Professor Reed's Travel Notes - Ark of the Covenant
Friday June 15th, 2012
Chapel of the Ark of the Covenant
I actually grazed my way north, knowing nothing about where important sites were. Only when I was in Lalibela did I find out that the location of the Ark of the Covenant is in Aksum, a half-hour flight further north. So I immediately changed plans and flew to Aksum.
Aksum was a powerful trading empire during the first millennium CE. It was also the first major empire to convert to Christianity, in the 4th century.
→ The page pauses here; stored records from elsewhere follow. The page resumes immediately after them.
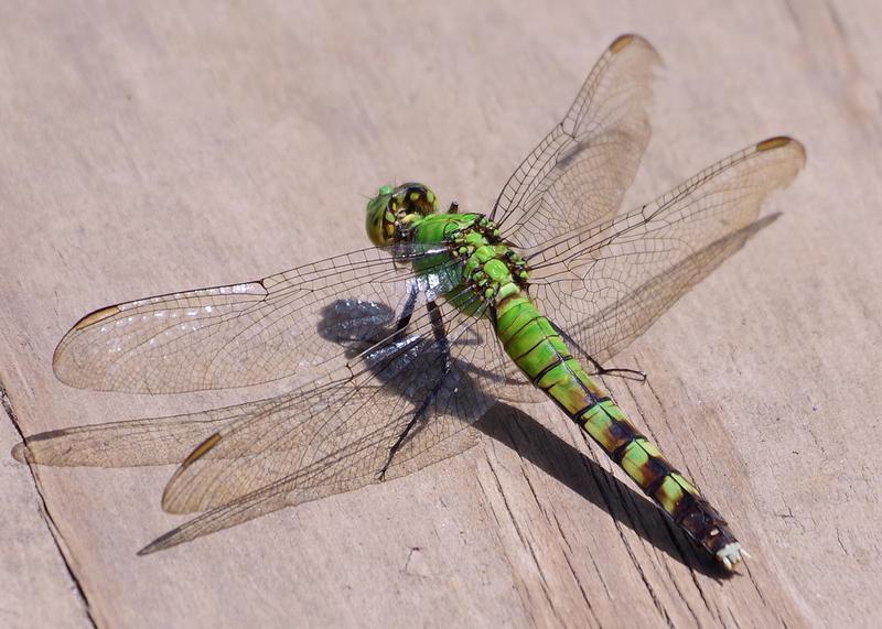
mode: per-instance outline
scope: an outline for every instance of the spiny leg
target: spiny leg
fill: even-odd
[[[386,470],[389,469],[389,466],[392,463],[392,458],[395,458],[396,453],[401,448],[401,444],[405,443],[407,435],[410,434],[410,431],[413,430],[413,426],[417,425],[426,411],[429,409],[431,403],[434,401],[438,392],[441,390],[441,387],[444,383],[448,375],[450,373],[453,361],[450,357],[450,340],[448,339],[447,333],[444,332],[444,322],[441,317],[441,308],[438,307],[438,304],[434,302],[429,302],[426,304],[427,310],[429,311],[429,319],[432,323],[432,334],[434,335],[435,346],[438,347],[441,357],[443,359],[443,367],[441,368],[441,377],[438,381],[432,386],[432,389],[427,393],[426,398],[423,398],[422,403],[420,403],[419,408],[413,412],[413,416],[410,419],[408,424],[405,426],[405,430],[401,431],[401,434],[398,435],[398,438],[389,448],[389,456],[386,459],[386,464],[383,466],[383,469],[379,471],[379,479],[383,480],[386,477]],[[411,308],[412,313],[412,308]]]

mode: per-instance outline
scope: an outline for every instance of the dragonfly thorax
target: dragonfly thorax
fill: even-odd
[[[421,217],[407,235],[417,243],[444,243],[443,256],[459,263],[463,285],[480,301],[504,299],[527,286],[526,261],[502,239],[496,225],[481,214]],[[430,259],[429,263],[437,262]]]

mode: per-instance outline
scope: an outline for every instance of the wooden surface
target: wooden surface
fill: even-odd
[[[411,475],[137,557],[170,468],[3,458],[0,625],[871,626],[882,520],[878,2],[4,3],[0,449],[20,434],[257,399],[69,389],[107,303],[363,247],[364,195],[486,210],[621,32],[666,62],[628,203],[777,133],[785,216],[616,365],[621,405],[754,558],[716,578],[551,404]]]

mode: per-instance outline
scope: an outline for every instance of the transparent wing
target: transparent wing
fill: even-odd
[[[411,305],[419,311],[427,294],[433,299],[452,288],[452,265],[420,279],[408,262],[437,247],[394,249],[354,251],[259,281],[101,308],[61,340],[55,373],[73,387],[136,393],[246,387],[298,371],[312,379],[314,370],[340,365],[340,347],[319,326],[325,304],[364,300],[400,312],[416,286]]]
[[[649,141],[647,109],[660,65],[639,35],[616,39],[588,75],[563,120],[525,158],[491,217],[529,248],[610,218]]]
[[[804,164],[799,142],[772,138],[630,214],[534,248],[531,293],[604,362],[767,225],[756,220],[763,200]]]
[[[212,511],[146,552],[381,475],[401,476],[474,445],[467,429],[504,383],[504,356],[483,317],[486,304],[473,305],[469,315],[440,304],[399,328],[389,304],[336,300],[321,308],[318,328],[345,362],[321,382],[204,413],[53,431],[13,454],[49,465],[183,459],[163,507]],[[192,451],[186,457],[181,440]]]

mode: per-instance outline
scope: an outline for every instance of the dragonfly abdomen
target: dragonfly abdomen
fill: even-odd
[[[594,382],[523,291],[496,304],[496,333],[518,368],[544,390],[696,542],[727,567],[741,546],[698,489],[665,459]]]

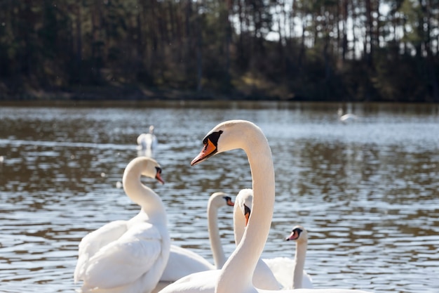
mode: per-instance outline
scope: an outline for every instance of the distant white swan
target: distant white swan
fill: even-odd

And it gave protection to the Muslims in the 7th century when they were fleeing persecution.
The city is home to more than one labeled 'only in Aksum.' The first for me is the Ethiopian Orthodox (Coptic) Church's claim to possess the Ark of the Covenant from the Temple in Jerusalem built by King Solomon about 900 BCE. Others also claim to possess the coveted Ark, but the real thing has not yet been produced. The Ethiopian claim dates back to at least the 12th century.
How did it get there, you ask? Do you remember the story of the Queen of Sheba from this ancient empire who traveled all the way to Jerusalem to visit the renowned and wise King Solomon? Well, he apparently had more than wisdom to share. After a night of love-making, the Queen bore a son and named him Menelik I. When he was a young man, Menelik traveled to Jerusalem to meet Dad. As the story goes, the Ark was in danger from hostile forces, so Menelik whisked it away, leaving a fake copy in the Temple. And now you know the rest of the story, sort of.
The guardian of the Ark is the most important church in the Ethiopian Church, the Church of St. Mary of Zion. The Ark is actually housed next door in the Chapel of the Ark of the Covenant. It is a rather plain building, with no regiment of guards to protect it. Instead, the church appoints a monk to guard it from within...for life! Now there's a job with no chance of promotion! Another monk on the outside makes sure no one gets close to the Chapel...like me who stepped over an invisible line and was beckoned back. There are many replicas of the Ark, which are often used in religious processions...and also used to confuse any would-be thieves who are looking to make money by stealing the real Ark.
Whatever your conclusion, the long tradition and the elaborate celebrations and processions honouring the Ark's presence add a certain weight to the story that is lacking in most other claims. Then there's the movie, Raiders of the Lost Ark, to add even more drama. The belief in the Ark's mysterious spiritual power is not totally absent here either. I heard that the guardian monks sometimes do not live long due to the powerful energy that the Ark emits.
I'm inclined for the Church to keep the Ark under lock and key.